Modèle du savoir figé
Aujourd’hui contestée, cette collection a pourtant été constituée de manière fortuite. L’initiative d’un tel hommage venait en règle générale des proches (familles ou disciples des professeurs défunts) qui se réunissaient pour financer la conception du buste et l’offrir à l’Université.
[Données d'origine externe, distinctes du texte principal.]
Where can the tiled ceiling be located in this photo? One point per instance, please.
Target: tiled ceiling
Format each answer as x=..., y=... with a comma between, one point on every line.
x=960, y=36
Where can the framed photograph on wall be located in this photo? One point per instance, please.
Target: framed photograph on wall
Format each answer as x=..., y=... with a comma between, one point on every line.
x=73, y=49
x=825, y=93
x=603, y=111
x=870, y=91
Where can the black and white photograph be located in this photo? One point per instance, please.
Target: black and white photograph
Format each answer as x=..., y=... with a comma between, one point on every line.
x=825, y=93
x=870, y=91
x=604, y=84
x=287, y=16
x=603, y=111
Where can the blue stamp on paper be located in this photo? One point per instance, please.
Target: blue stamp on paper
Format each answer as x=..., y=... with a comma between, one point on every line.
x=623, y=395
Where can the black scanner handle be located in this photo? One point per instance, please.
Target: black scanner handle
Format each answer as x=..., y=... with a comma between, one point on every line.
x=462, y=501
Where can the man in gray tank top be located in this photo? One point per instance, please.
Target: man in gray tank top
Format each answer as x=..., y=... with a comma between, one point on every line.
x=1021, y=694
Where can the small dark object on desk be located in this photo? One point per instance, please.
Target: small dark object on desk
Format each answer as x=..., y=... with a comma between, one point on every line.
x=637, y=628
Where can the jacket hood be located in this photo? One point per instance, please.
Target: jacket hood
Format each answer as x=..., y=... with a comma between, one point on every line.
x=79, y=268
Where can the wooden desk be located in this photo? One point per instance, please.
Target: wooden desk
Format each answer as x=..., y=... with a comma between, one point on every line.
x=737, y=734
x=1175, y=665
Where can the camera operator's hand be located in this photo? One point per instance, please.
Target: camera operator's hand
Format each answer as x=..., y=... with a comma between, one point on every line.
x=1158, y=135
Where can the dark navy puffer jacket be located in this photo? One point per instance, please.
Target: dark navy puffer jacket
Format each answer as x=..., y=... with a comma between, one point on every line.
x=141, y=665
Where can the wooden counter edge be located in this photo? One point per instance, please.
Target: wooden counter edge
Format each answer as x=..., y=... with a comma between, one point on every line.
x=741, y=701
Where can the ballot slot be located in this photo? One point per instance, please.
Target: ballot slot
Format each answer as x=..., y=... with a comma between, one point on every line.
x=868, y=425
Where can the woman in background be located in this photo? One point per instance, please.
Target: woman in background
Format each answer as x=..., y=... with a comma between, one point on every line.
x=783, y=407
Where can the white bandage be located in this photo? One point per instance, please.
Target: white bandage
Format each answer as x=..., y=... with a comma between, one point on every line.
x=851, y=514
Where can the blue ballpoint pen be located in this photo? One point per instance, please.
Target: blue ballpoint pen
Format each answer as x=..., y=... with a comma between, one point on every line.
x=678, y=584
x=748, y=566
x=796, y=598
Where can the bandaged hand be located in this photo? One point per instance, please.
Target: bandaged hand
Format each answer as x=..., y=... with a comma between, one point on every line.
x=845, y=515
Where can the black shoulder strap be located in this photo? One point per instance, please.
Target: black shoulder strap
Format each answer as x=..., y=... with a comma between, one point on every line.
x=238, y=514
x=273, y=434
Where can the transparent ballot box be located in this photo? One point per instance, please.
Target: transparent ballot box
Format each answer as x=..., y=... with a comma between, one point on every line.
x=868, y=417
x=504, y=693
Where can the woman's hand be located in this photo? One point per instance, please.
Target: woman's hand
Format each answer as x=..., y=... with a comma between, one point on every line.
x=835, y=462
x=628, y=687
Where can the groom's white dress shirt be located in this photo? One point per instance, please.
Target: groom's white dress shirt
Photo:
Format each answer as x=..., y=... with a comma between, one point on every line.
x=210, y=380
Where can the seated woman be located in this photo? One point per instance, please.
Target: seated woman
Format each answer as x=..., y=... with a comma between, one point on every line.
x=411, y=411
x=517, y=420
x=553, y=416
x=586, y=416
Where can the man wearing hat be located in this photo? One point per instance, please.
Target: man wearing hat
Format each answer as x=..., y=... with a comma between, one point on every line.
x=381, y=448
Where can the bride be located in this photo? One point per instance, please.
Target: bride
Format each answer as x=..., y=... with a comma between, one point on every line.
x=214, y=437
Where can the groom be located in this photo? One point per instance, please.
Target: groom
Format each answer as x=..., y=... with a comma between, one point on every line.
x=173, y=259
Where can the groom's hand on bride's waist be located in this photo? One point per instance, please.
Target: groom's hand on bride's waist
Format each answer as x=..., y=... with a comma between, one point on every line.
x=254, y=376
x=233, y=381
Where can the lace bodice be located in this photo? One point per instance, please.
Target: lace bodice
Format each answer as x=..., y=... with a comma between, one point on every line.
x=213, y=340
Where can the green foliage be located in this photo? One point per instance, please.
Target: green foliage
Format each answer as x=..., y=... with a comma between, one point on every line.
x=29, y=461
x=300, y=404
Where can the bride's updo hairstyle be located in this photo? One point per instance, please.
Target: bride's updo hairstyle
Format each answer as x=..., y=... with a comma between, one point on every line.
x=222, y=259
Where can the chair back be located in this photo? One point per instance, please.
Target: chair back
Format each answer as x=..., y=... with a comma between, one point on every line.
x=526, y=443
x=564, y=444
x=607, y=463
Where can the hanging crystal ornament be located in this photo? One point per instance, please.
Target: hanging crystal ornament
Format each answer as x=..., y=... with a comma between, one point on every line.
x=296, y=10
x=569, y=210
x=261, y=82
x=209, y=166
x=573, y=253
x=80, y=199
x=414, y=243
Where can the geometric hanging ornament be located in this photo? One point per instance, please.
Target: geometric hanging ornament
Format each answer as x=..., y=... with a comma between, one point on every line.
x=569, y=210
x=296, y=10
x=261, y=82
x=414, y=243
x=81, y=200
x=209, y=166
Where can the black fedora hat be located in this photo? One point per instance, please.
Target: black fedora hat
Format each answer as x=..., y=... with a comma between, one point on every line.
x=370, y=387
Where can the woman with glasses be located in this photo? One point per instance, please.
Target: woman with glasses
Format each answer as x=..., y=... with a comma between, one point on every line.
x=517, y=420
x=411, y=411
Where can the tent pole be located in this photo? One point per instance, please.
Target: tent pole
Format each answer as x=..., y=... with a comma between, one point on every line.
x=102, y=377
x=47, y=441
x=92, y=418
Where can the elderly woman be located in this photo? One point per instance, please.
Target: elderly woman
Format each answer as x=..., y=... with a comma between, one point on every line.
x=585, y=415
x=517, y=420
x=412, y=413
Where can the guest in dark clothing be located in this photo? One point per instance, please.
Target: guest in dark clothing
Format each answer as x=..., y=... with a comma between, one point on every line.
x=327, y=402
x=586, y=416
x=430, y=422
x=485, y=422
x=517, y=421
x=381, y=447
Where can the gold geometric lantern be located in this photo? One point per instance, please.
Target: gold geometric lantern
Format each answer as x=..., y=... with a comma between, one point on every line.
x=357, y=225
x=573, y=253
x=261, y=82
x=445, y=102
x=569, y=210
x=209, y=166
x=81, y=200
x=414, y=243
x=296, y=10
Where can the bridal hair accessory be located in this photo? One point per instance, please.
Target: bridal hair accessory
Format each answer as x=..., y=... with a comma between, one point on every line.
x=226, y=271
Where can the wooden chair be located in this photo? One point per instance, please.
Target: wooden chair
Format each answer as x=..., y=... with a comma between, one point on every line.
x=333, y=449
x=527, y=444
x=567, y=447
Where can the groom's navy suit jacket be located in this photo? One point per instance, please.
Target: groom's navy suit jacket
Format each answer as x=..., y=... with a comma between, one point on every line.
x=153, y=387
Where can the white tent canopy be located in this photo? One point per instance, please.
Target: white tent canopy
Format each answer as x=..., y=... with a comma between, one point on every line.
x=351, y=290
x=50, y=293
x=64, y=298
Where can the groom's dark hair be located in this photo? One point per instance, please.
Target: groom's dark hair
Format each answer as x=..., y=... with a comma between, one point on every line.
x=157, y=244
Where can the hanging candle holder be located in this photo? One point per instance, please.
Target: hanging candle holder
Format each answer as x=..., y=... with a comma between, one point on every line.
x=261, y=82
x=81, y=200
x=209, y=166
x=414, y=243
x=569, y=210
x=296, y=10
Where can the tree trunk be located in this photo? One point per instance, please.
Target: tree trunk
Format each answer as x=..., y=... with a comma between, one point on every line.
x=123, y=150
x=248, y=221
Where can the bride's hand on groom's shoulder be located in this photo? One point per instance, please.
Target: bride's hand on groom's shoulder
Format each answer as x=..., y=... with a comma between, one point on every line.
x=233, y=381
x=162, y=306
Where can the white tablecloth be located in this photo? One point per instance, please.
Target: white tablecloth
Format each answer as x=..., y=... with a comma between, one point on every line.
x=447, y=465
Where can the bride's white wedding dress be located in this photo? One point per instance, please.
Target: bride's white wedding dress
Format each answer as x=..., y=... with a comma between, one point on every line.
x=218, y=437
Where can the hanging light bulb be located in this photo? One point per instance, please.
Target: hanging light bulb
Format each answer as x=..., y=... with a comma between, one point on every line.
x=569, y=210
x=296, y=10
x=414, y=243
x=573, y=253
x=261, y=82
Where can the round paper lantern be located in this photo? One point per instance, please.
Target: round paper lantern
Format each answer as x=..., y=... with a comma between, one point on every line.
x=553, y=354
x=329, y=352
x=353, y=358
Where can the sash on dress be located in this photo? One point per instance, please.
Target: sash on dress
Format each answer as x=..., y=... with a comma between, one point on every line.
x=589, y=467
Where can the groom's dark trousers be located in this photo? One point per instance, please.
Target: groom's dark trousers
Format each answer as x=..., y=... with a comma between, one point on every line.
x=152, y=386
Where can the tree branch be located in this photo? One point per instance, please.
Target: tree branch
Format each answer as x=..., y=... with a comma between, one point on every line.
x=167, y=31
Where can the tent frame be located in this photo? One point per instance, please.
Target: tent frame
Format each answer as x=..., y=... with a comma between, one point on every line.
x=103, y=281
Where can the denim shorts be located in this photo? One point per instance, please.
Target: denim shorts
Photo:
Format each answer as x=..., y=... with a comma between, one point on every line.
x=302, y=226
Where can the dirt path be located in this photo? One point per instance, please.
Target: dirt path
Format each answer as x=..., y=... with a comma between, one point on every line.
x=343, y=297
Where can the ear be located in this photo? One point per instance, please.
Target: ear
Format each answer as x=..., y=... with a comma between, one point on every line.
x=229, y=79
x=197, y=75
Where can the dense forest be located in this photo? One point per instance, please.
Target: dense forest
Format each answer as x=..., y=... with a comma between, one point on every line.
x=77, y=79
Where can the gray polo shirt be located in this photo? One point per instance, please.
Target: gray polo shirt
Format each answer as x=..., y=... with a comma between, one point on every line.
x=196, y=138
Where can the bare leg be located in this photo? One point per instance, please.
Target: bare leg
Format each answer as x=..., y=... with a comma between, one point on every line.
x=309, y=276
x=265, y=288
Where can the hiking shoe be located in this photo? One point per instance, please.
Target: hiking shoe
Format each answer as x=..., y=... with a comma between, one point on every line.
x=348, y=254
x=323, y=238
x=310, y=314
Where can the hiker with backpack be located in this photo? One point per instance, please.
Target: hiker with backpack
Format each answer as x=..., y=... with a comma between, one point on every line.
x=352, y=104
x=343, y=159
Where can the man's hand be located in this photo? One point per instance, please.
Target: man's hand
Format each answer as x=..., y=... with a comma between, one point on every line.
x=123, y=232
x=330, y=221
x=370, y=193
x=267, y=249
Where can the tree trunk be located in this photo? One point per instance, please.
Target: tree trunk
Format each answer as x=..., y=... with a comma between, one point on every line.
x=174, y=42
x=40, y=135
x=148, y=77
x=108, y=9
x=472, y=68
Dans son travail de séminaire intitulé Les fils seront dignes des pères, Hugo Molineaux a cherché, en s’appuyant sur les archives du Journal de Genève, à dégager le narratif de ces cérémoniels. «Un schéma commun et une constante intentionnalité se dégagent, écrit l’étudiant. (…) Le but des cérémonies est clair: montrer la gratitude de l’institution envers le défunt, faire vivre sa mémoire afin de lui permettre de traverser les âges et rendre hommage à un personnage illustre pour qu’il soit un modèle d’exemplarité pour les générations futures.» La démarche n’est, pour autant, pas totalement innocente dans le contexte actuel. «Ce sont des hommes blancs, des figures d’autorité qui proposent une représentation du savoir figée, individuée, qui invisibilise non seulement les femmes, mais aussi les équipes de recherche, alors que l’on sait que toute connaissance est le fruit d’un travail collectif, argumente Valeria Wagner. Leur disposition en assemblée renforce le sentiment d’exclusion en rappelant que tout le monde ne peut pas entrer et rester à l’Université.»

Dans le cadre de la rénovation du bâtiment, le collectif CQFB espère qu’un réaménagement critique de cet espace sera effectué et que celui-ci prendra en compte les éléments de réflexion qu’il a contribué à mettre en avant. «Ce débat s’inscrit dans un mouvement global de remise en cause des monuments dans l’espace public qui mène au déboulonnage de statues à travers le monde, rappelle Valeria Wagner.» «Faire éclater un modèle dominant permet d’en envisager d’autres, de se réapproprier l’espace et de redonner peut-être un peu de vie et de chaleur à un hall universitaire trop pesant et solennel», renchérit Hugo Molineaux.